Investors have approved a controversial rescue bid by rival Anglo American for troubled mining firm Sirius Minerals.
The meeting in London today approved the deal with 80.3 per cent of votes in favour and 19.7 per cent against. It will provide a saving grace for Sirius’ north Yorkshire mine, which was set to be closed if no deal could be reached.
At market close this afternoon, shares in Sirius and Anglo American were up 7.70 and 3.17 per cent respectively.
“The positive outcome from today’s meeting secures a return for shareholders, and provides greater certainty in terms of safeguarding the project, protecting the jobs of our employees, and allowing the community, region and the UK to continue to benefit from the project,” Sirius chairman Russell Scrimshaw said.
Sirius boss Chris Fraser had previously urged shareholders to support the Anglo deal, saying there was no obvious alternative.

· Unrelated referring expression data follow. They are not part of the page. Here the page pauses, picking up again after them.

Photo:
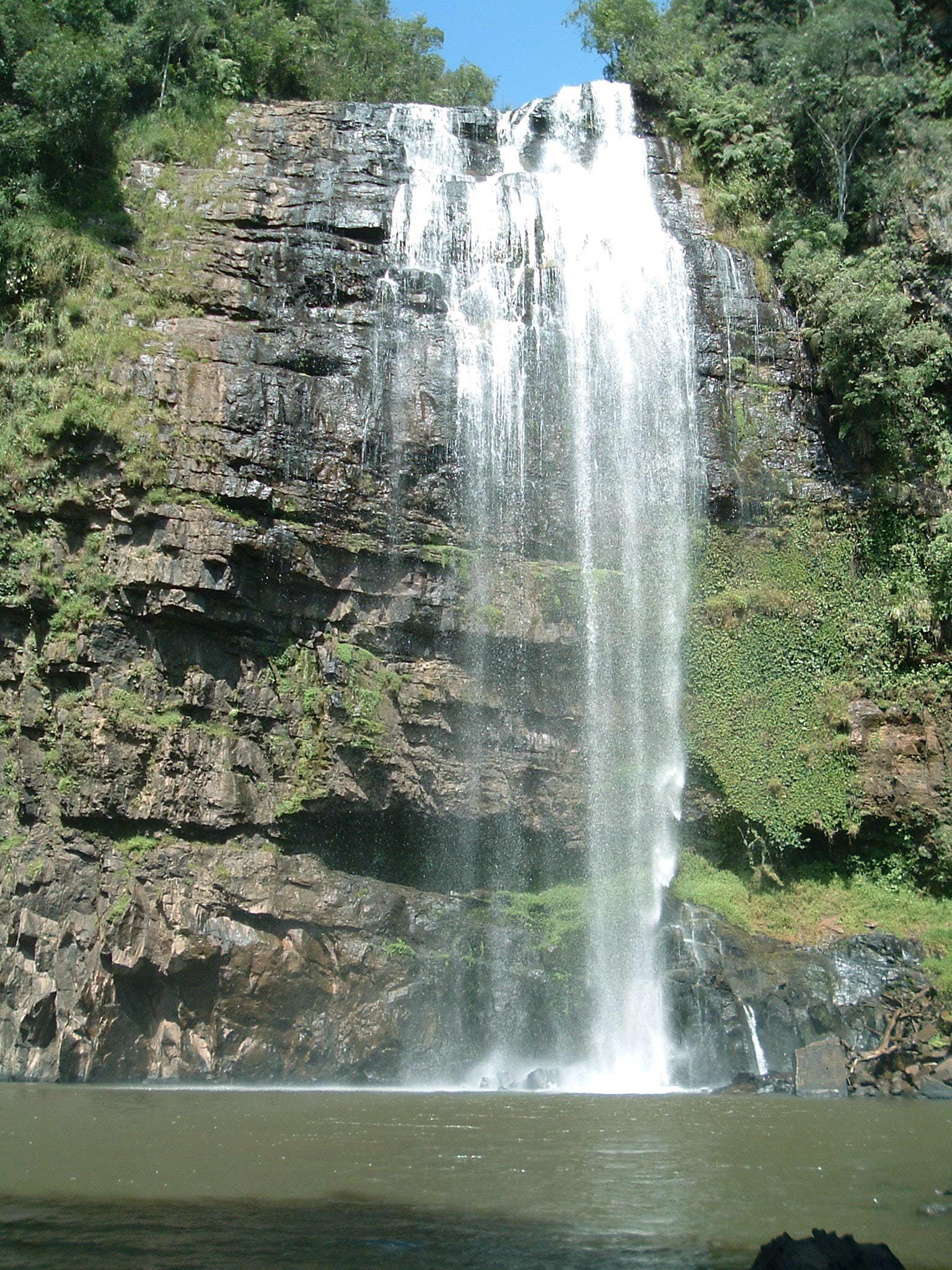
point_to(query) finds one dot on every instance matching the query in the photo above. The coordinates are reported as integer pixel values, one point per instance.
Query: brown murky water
(161, 1179)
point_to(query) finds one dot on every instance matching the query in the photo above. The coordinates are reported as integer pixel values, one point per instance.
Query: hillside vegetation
(821, 136)
(87, 84)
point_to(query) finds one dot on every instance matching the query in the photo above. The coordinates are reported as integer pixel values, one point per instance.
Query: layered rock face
(234, 791)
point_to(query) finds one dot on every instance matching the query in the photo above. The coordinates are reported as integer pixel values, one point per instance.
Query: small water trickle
(566, 306)
(759, 1057)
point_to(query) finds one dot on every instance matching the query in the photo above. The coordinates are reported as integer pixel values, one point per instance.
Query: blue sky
(521, 42)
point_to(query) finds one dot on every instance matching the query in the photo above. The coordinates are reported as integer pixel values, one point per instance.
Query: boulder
(932, 1089)
(821, 1070)
(824, 1251)
(549, 1078)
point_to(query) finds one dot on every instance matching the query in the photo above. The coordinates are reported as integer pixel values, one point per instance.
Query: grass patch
(851, 901)
(552, 915)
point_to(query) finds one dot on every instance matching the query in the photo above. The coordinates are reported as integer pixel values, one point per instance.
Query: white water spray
(568, 306)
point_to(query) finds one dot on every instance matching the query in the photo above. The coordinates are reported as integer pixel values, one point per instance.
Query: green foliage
(555, 915)
(130, 710)
(822, 135)
(84, 88)
(857, 895)
(770, 641)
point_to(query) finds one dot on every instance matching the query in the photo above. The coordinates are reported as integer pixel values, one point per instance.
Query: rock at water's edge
(822, 1070)
(824, 1251)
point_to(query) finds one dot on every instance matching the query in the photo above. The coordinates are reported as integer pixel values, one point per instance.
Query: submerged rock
(824, 1251)
(822, 1070)
(544, 1078)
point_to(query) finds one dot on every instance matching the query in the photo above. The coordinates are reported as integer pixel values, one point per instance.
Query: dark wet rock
(941, 1207)
(822, 1070)
(193, 893)
(202, 962)
(932, 1089)
(749, 1082)
(544, 1078)
(824, 1251)
(723, 982)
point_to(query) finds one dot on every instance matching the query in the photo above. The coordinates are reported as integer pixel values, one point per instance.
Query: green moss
(118, 908)
(133, 710)
(135, 848)
(857, 900)
(781, 625)
(459, 561)
(162, 495)
(552, 915)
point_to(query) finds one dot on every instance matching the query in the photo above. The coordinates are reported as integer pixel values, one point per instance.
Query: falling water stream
(568, 309)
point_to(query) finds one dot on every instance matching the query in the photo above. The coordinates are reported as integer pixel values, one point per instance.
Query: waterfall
(759, 1057)
(566, 306)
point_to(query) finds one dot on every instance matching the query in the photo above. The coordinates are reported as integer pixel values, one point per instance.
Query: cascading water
(568, 310)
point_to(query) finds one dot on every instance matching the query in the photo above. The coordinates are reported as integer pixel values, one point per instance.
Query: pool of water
(162, 1178)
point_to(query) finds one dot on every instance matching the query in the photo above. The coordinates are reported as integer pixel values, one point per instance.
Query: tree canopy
(71, 71)
(823, 134)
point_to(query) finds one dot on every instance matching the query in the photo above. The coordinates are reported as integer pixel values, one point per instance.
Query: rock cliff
(238, 698)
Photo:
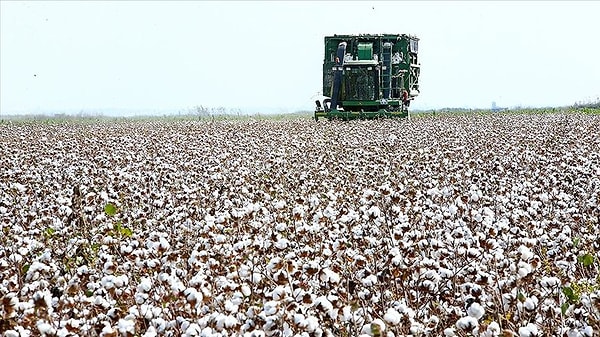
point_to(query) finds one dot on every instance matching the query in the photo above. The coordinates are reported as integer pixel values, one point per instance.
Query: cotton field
(439, 226)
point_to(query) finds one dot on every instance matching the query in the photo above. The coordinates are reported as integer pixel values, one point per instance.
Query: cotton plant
(446, 226)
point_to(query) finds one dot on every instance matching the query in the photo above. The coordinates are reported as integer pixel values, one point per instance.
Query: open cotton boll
(476, 310)
(375, 328)
(467, 323)
(392, 316)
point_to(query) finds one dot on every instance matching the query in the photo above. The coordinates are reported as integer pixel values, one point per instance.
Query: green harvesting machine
(369, 76)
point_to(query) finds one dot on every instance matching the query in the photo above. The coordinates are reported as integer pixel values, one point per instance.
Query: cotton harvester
(369, 76)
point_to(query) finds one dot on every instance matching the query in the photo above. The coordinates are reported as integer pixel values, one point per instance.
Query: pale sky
(86, 55)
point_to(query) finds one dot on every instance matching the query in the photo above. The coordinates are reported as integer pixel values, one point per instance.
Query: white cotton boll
(246, 291)
(524, 269)
(476, 310)
(126, 325)
(550, 282)
(191, 294)
(467, 323)
(531, 303)
(530, 330)
(449, 332)
(369, 280)
(392, 316)
(312, 324)
(494, 329)
(374, 212)
(526, 253)
(229, 306)
(377, 327)
(300, 320)
(107, 282)
(194, 329)
(329, 212)
(145, 284)
(271, 308)
(324, 303)
(46, 329)
(282, 243)
(150, 332)
(587, 331)
(163, 244)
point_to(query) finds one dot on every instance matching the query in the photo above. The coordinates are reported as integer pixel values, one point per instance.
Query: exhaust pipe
(338, 73)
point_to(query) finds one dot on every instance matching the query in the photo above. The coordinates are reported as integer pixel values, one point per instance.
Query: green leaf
(110, 209)
(586, 259)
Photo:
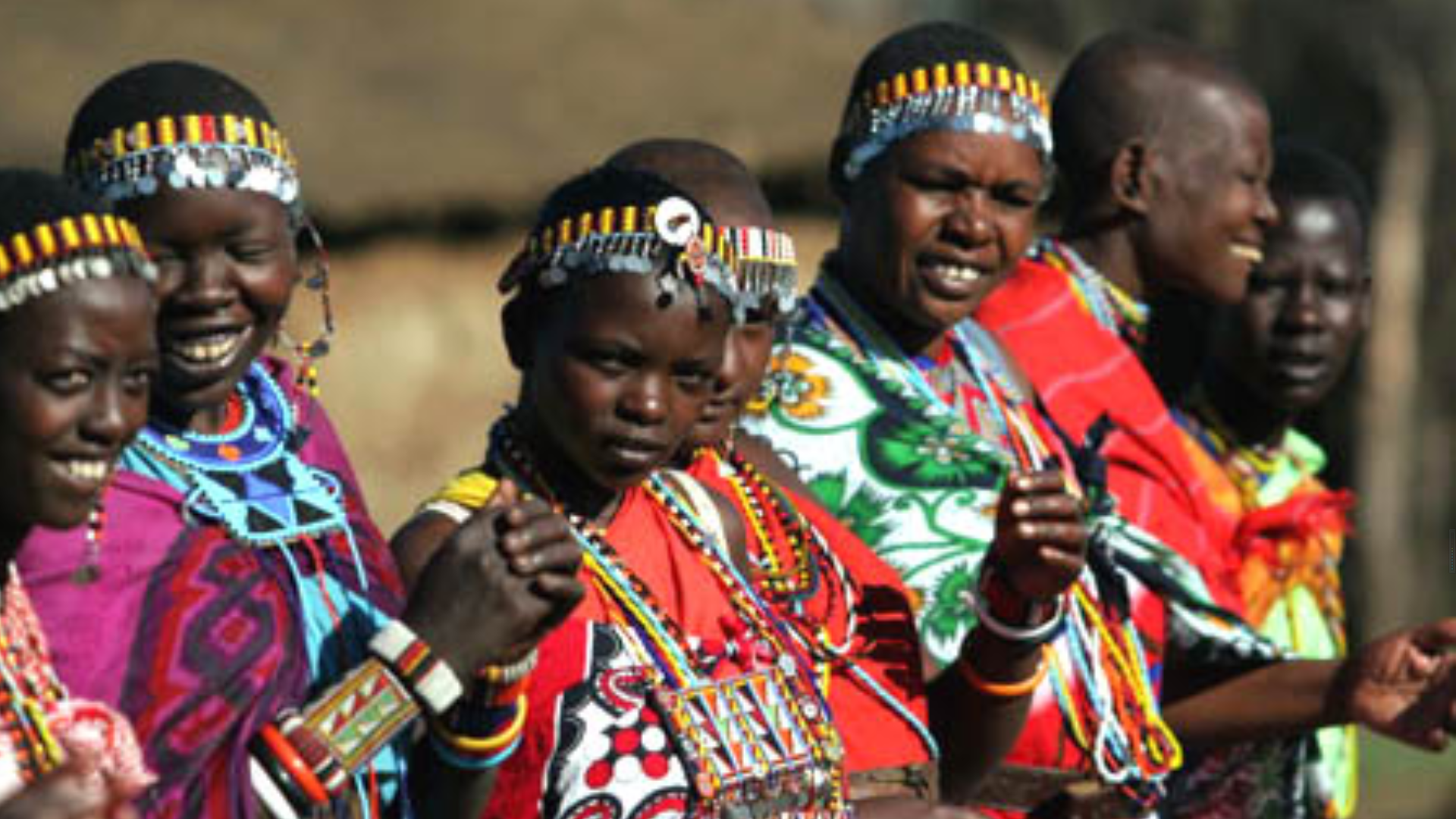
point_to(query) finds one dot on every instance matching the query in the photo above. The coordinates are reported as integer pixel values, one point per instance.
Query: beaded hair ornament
(764, 270)
(74, 248)
(982, 98)
(194, 150)
(669, 240)
(210, 152)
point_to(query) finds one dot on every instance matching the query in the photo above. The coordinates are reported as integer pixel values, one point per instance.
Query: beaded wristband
(1036, 635)
(291, 763)
(1003, 689)
(430, 678)
(484, 746)
(469, 763)
(510, 673)
(270, 792)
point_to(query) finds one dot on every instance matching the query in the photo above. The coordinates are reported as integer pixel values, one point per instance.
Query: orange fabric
(1296, 542)
(1084, 372)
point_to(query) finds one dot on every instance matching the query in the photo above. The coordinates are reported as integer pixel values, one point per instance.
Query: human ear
(1128, 177)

This view was shared by local conservative MP Robert Goodwill, who is an investor himself. Many local people had also backed the Yorkshire project, some reportedly putting in their life savings.
Yesterday however, a rift broke out between more high profile investors.
Jupiter Fund Management, who hold a 7.8 per cent stake in Sirius, pledged to vote for the deal. However, Crispin Odey, husband of Jupiter boss Nichola Pease, had been a long term critic of Anglo’s proposal.
Odey argued the original price per share offering of 5.5p was too low, and as Anglo’s offer was not “best and final”, a high offer could still be made.
Odey holds an estimated 1.3 per cent share in Sirius.
The proposed mine, under the North Yorkshire Moors, is thought to be the largest deposit of potash fertiliser in the world. The project has had the support of local people in the area, where up to 1,000 jobs could be created.
In the nearby Tees Valley, hopes are high more indirect jobs could be created through exporting the material.
The news came on the same day that the future of British Steel’s plants in Scunthorpe and Teeside was secured through investment by Chinese firm Jingye group.